I'm looking for the most concise way to deal with focus in an application which renders a map in a canvas component. You can pan the map location using arrow keys or ASWD keys. So far, I've been giving the canvas focus at startup and handling key pressed events via canvas.setOnKeyPressed().
This works fine, but I've always known that a problem was on the horizon when other components enter the picture. Once you interact with another component, it gains focus, and you're unable to scroll around the canvas map. I can prevent this from happening with some components like Hyperlinks or Buttons (I don't need tab-navigation) with something like this for those components:
sidePanel.getChildren().forEach(node -> node.setFocusTraversable(false));
But, when we get to things like TextArea or TextField, those do need to hold focus while they're being edited.
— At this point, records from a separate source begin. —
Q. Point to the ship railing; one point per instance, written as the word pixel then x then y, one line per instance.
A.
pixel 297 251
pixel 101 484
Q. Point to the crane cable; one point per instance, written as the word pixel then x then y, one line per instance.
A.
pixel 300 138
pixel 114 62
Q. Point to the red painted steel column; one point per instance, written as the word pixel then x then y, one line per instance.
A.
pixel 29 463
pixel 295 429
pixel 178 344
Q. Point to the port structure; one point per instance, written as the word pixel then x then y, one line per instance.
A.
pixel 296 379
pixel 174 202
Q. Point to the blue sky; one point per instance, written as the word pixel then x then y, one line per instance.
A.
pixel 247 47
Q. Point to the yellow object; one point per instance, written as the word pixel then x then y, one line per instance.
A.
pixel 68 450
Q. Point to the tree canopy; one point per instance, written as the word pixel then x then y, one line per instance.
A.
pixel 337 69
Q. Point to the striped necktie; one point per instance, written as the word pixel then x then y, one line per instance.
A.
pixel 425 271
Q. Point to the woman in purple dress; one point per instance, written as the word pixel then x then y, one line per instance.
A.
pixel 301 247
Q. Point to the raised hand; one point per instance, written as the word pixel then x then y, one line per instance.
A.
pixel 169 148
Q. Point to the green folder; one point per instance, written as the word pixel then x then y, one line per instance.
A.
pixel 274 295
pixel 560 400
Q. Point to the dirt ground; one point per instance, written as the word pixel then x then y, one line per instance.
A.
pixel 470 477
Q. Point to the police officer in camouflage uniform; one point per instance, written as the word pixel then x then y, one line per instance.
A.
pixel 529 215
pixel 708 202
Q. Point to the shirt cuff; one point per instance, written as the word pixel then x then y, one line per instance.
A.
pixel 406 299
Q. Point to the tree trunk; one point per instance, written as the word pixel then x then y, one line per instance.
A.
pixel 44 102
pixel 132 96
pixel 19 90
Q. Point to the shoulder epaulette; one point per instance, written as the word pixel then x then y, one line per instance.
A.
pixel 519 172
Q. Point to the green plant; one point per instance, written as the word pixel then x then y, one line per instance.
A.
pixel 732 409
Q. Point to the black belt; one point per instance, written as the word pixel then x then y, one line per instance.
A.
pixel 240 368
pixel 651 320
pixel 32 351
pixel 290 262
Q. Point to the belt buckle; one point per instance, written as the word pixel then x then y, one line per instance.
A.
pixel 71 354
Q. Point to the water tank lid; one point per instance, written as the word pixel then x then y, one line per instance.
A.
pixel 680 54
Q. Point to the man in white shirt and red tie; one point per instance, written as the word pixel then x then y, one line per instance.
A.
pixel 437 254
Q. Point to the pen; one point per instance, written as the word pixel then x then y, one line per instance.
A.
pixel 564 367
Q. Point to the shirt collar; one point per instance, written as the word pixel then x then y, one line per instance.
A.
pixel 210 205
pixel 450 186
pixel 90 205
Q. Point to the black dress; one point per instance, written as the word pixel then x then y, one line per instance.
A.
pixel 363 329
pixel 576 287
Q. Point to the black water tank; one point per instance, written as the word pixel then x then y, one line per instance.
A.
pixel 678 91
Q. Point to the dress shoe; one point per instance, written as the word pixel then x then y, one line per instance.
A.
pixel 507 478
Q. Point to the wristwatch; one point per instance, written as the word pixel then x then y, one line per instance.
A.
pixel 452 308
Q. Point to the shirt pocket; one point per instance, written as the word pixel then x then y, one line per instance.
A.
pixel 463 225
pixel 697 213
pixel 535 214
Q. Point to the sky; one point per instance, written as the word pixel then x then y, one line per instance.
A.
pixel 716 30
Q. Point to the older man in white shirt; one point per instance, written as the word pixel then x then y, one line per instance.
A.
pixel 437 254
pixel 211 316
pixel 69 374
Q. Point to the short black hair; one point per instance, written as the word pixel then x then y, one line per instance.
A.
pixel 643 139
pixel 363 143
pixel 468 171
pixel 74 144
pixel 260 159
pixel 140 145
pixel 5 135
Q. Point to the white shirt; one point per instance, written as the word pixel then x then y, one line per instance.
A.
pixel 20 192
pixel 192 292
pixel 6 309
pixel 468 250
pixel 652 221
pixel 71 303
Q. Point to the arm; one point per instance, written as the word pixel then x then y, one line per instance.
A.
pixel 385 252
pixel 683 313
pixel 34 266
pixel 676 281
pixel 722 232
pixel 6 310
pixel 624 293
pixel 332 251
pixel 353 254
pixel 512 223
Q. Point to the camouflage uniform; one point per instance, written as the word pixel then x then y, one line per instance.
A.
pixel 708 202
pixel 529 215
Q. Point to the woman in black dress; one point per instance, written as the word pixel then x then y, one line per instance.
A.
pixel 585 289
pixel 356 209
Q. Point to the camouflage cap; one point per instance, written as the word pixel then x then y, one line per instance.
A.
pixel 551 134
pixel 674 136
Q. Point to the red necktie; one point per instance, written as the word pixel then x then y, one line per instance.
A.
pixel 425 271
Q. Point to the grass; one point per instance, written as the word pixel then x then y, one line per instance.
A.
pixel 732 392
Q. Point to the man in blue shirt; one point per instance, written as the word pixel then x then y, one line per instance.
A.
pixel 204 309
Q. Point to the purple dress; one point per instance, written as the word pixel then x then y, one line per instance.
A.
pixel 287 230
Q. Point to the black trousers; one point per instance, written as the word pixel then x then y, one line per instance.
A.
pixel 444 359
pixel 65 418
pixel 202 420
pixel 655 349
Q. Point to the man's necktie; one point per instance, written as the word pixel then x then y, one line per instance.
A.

And I'll need some way to return focus back (or at least unfocus those components) without being an annoyance to the user. (I don't want to have to click the canvas for it to regain focus.)
The options I see for returning focus back to the canvas after the user is done with those fields seem to be:
Add a key handler (ex. ESC or ENTER keypress) on EACH of these components which returns focus back to the canvas.
- Maybe not so concise, and a bit of a pain... also feels a bit fragile; if I miss something and the canvas loses focus, it would fail - I need a 100% reliable solution.
Extend each of these components and add similar code to return focus back to Canvas
- Even nastier and requires using custom components in Scene Builder, which is not ideal.
Add a global event handler on the Scene and transmit events to the controller which owns the canvas
- I believe an event filter would accomplish this - but on the other hand if the user is simply using arrow keys to move around a TextArea, I wouldn't want the Canvas map to move!
- To solve the above problem, possibly the global event handler could ignore ASWD and arrow keypresses if the focus is on certain types of components? Is this worth trying, or am I neglecting a problem this would create?
Are there any other simple options out there that I've missed - and what would you suggest as the best option here? I'd like an automatic solution that doesn't require remembering to add some workaround code every time a UI component is added.